Areia quente – Conto de Luiz Jorge Ferreira

Conto de Luiz Jorge Ferreira

O Josi El Marani Roberto amputou as mãos. Dia 17 de Abril de 2000 AC.

O fato é que foram os camelos que derrubaram a tenda e as cordas que a amarravam nas ferragens fincadas ao chão, foram juntas. E Josi ELMarani Roberto foi tentar segurar esta trouxa enorme e pesada que o vento cheio de areia arrastava, foi neste instante que ficou sem as mãos.

Os camelos têm medo de borboletas. Era quase ao pôr do sol, quando isto aconteceu. Os outros membros da caravana estavam trabalhando nos seus afazeres tentando deixar tudo pronto para de madrugadinha reiniciarem a viagem.

Dizem que foi a grande fogueira acesa no meio do acampamento que atraiu as borboletas. Acreditam outros que foi o perfume de jasmim emanado do cartão postal que Saulo mostra, em todas a s paradas, aos companheiros. Recordações de sua viagem a Karutapera.
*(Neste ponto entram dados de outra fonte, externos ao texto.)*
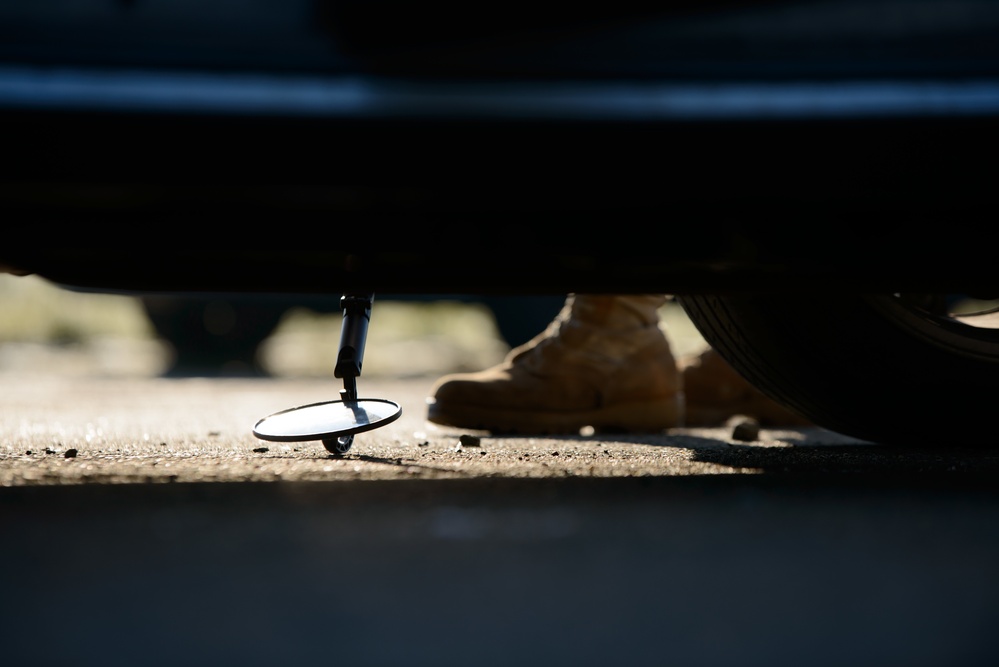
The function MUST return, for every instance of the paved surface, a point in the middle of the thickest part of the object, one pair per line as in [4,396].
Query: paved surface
[168,538]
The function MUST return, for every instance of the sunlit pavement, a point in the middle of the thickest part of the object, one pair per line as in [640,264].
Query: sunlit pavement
[172,535]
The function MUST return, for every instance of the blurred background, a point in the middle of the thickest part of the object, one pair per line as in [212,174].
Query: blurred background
[45,328]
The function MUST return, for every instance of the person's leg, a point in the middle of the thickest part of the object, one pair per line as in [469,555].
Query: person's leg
[603,362]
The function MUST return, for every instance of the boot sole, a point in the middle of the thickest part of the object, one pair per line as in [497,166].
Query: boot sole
[644,417]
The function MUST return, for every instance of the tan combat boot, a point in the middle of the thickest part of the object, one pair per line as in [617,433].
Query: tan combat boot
[715,392]
[603,363]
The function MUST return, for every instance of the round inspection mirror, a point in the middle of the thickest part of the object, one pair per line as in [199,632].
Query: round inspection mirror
[321,421]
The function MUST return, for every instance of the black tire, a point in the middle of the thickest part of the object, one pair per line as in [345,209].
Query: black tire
[887,369]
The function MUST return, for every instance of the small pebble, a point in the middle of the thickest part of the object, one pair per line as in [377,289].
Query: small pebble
[746,430]
[469,441]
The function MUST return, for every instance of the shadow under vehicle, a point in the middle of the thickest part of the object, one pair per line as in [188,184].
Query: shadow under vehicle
[815,181]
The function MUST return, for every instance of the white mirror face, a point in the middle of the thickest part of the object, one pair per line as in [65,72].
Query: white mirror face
[327,420]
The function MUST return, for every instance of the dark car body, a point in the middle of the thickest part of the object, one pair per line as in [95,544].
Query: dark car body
[322,147]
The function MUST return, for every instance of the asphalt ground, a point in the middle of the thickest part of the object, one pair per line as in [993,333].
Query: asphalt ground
[141,522]
[173,535]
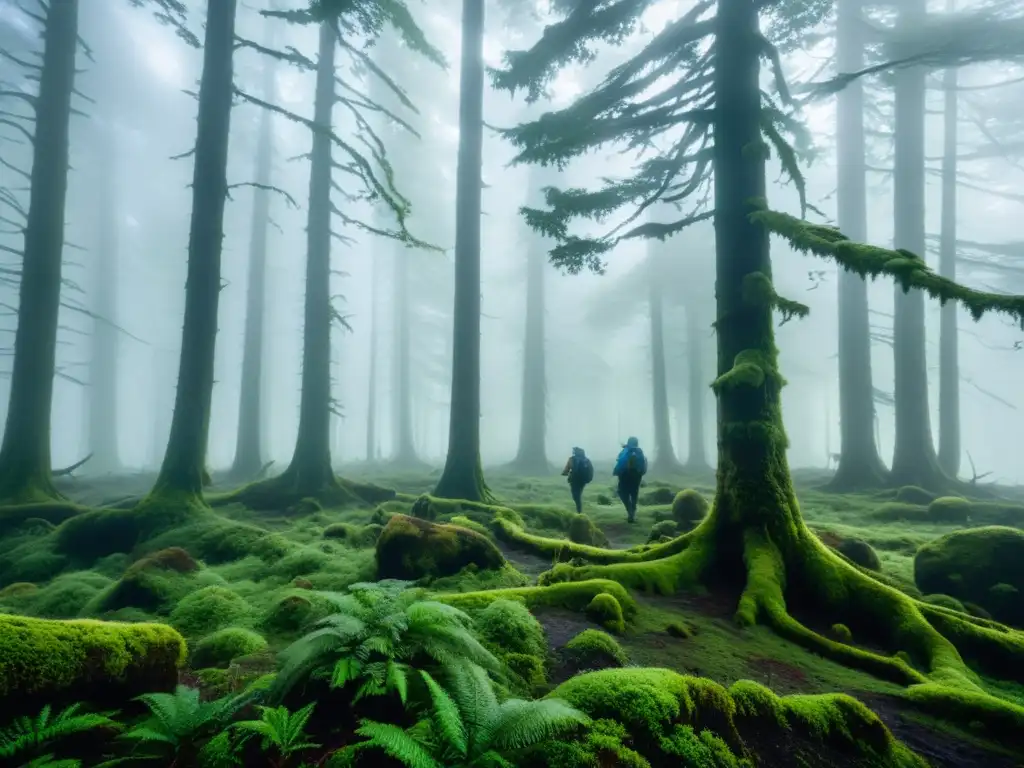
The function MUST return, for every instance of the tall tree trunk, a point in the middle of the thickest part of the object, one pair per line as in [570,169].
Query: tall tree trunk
[531,457]
[374,383]
[25,454]
[859,465]
[102,409]
[914,462]
[463,474]
[696,461]
[949,432]
[404,454]
[665,456]
[310,471]
[249,444]
[184,461]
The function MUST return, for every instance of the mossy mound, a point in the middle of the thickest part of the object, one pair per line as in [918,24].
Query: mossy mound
[223,646]
[508,626]
[411,548]
[51,662]
[859,552]
[605,610]
[209,609]
[688,508]
[668,719]
[583,530]
[592,649]
[949,509]
[984,566]
[656,496]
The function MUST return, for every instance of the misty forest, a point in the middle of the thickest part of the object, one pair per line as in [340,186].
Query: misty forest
[498,383]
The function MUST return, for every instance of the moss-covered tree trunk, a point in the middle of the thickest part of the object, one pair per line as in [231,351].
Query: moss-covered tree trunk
[949,419]
[25,454]
[373,382]
[696,460]
[406,455]
[914,462]
[463,474]
[249,443]
[102,404]
[310,472]
[665,456]
[859,465]
[184,461]
[531,457]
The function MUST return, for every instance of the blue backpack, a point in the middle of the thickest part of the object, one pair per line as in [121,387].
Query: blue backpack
[636,463]
[583,469]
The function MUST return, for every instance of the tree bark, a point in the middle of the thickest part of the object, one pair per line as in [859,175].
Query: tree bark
[463,474]
[310,471]
[184,461]
[949,418]
[25,454]
[665,456]
[914,462]
[102,429]
[696,461]
[531,457]
[859,464]
[249,444]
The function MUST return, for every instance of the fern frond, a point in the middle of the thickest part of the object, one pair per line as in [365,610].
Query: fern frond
[446,716]
[396,742]
[519,724]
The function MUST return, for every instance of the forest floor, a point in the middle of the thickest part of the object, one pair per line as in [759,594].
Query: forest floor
[716,647]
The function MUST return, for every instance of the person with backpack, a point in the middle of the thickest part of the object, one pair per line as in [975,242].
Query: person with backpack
[631,466]
[580,471]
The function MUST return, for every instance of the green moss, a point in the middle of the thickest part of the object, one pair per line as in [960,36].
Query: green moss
[411,548]
[583,530]
[593,649]
[605,610]
[208,609]
[509,627]
[859,552]
[221,647]
[688,508]
[84,659]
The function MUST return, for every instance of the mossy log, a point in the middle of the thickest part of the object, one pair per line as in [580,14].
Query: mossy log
[49,662]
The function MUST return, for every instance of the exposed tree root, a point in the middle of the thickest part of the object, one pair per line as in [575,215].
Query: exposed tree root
[291,487]
[929,643]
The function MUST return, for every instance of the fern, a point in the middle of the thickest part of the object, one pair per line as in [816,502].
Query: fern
[27,733]
[281,730]
[468,727]
[379,633]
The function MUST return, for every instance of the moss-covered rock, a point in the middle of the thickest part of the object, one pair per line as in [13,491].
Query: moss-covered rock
[593,649]
[223,646]
[51,662]
[670,719]
[859,552]
[949,509]
[605,610]
[208,609]
[583,530]
[970,565]
[688,508]
[411,548]
[509,627]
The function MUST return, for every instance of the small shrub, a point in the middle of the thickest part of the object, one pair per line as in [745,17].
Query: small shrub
[689,507]
[220,648]
[583,530]
[605,610]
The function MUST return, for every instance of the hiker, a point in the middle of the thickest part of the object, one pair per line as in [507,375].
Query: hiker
[631,466]
[580,471]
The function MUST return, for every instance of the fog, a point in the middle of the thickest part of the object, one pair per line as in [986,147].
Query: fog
[597,329]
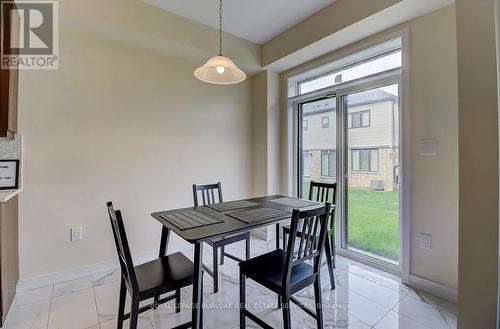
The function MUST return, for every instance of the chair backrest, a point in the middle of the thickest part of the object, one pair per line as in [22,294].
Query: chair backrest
[305,246]
[122,247]
[210,194]
[323,192]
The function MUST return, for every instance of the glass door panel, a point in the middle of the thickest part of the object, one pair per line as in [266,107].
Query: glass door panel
[371,186]
[317,143]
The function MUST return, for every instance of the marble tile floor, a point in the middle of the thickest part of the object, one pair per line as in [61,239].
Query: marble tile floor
[364,298]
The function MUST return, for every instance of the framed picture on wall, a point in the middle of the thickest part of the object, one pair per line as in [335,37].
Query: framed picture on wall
[9,174]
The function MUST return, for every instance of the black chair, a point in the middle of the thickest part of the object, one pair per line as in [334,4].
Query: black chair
[287,272]
[163,275]
[321,192]
[210,194]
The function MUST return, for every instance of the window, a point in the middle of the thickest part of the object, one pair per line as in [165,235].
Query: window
[325,122]
[328,163]
[373,66]
[364,160]
[359,119]
[307,163]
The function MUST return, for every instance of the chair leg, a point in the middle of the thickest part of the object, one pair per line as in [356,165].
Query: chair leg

Ou podem ter sido as estórias de castelos e fadas que o velho Pires de Oliveira de pé, enchendo a jugular de sangue. Conta. E grita! Imitando o seu personagem principal o Mapinguary. Mas ele nem chegou a terminar seu grito desta vez. Por que o grito de Josi EL Marani Roberto foi enorme. Minhas mãos! Minhas mãos!

Os outros membros da caravana correram em sua direção e com um tição da fogueira queimaram o coto amputado. O sangue espalhado no chão foi rapidamente apanhado pelas formigas, que por sua vez foram comidas pelas andorinhas, que mais logo foram caçadas pelos morcegos, que um pouco depois foram comidos pelos falcões.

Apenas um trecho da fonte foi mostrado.